At 374e Socrates narrows the scope of his inquiry for suitable guardians for the republic to what nature these candidate guardians ought to have. In a metaphor that he is to employ at least 5 times by my count before Book 6, Socrates says the guardians will be like good guard dogs. His idea is explicit at 376a where he tells us that we are looking for a natural admixture, as in a good dog, that is both gentle and vicious. Gentle towards its owners, those it knows; vicious against strangers, those it does not know. Presumably since it is difficult and even hard to imagine how to educate people into a combination of contrary temperaments, Socrates recommends that these traits are, in our terms, “artificially selected” for, so that they are found by nature in our guardians, in the same way we would breed puppies as guard dogs. This type of selection process, we should note, is a binary: either you have the traits in question or you do not, and selection into the guardian class requires that you do.

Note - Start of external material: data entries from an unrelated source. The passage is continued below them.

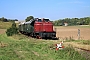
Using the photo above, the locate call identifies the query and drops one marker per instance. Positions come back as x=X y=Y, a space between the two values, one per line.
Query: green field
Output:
x=20 y=47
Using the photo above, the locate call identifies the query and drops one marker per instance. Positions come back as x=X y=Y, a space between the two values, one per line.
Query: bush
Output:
x=12 y=30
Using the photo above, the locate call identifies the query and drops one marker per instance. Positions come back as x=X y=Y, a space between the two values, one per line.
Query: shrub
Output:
x=12 y=30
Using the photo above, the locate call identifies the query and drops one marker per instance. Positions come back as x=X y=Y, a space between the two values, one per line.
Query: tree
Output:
x=12 y=30
x=29 y=18
x=3 y=19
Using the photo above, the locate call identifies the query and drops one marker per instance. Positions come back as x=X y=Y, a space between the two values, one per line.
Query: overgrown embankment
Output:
x=20 y=47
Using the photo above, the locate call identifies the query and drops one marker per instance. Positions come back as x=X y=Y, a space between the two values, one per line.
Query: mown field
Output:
x=20 y=47
x=71 y=32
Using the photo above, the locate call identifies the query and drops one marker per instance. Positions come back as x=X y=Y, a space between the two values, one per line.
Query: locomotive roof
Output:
x=29 y=22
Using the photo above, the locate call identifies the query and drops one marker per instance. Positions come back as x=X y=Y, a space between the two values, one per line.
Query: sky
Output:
x=52 y=9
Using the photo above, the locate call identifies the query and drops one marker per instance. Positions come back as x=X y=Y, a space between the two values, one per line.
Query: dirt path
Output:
x=2 y=31
x=67 y=32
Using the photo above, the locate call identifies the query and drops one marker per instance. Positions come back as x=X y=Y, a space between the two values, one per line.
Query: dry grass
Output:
x=72 y=31
x=76 y=45
x=2 y=31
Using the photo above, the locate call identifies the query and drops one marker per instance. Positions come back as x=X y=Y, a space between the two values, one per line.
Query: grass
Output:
x=5 y=25
x=20 y=47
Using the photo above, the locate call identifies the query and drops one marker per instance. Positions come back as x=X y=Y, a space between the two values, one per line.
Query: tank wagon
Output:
x=39 y=28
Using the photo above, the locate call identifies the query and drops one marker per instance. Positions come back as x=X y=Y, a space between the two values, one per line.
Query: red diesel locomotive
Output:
x=40 y=28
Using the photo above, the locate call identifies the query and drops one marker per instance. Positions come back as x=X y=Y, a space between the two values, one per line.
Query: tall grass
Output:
x=20 y=47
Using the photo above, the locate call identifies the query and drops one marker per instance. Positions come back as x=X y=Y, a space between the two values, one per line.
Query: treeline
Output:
x=7 y=20
x=72 y=21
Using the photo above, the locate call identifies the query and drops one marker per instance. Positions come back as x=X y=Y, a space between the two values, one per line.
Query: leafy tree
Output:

Later in Book 5 (454d), when Socrates introduces his radical notion that women are capable of the same achievements as men, albeit at a reduced and inferior level, there seems to be another criterion of selection utilized. Whereas before there was a binary process, into which either one fit or did not, here Socrates acknowledges a spectrum of fitness. In this argument, a woman is not as strong as a man; nevertheless, accommodating her weakness as one of merely degrees, she can do the same things as a guardian man. I will call this type of selection for fitness “scope selection,” over agains the first type, “binary selection.”
However, one can raise the objection that these two standards are at odds with each other. If, in the case of selecting the guardian men in “binary selection,” we were to make accommodations due to nature, as we do in the case of women “scope selection,” then it seems that we could introduce all kinds of cases Socrates wishes to exclude. We could say that a man born with only one arm can do mostly everything a two-armed man can do “provided we acknowledge the reduced workload that only one arm limits him to.” Similar things could be offered in the case of reduced mental capacity or even inferior, flabby bodies. In fact though, at 375c traits such as keen senses, speed and strength are explicitly advocated, showing that Socrates does in fact wish to cultivate a type of guardian, one who is not the best of some particular kind of human (e.g. the best of scrawny men), but a best human in a sense meant to extend to the whole species.
It is unclear then, what prompts Socrates to have two distinct standards, one for male guardians, one for female guardians, when, perhaps ironically, Socrates is in the midst of an argument for the equality, in some sense, of the sexes.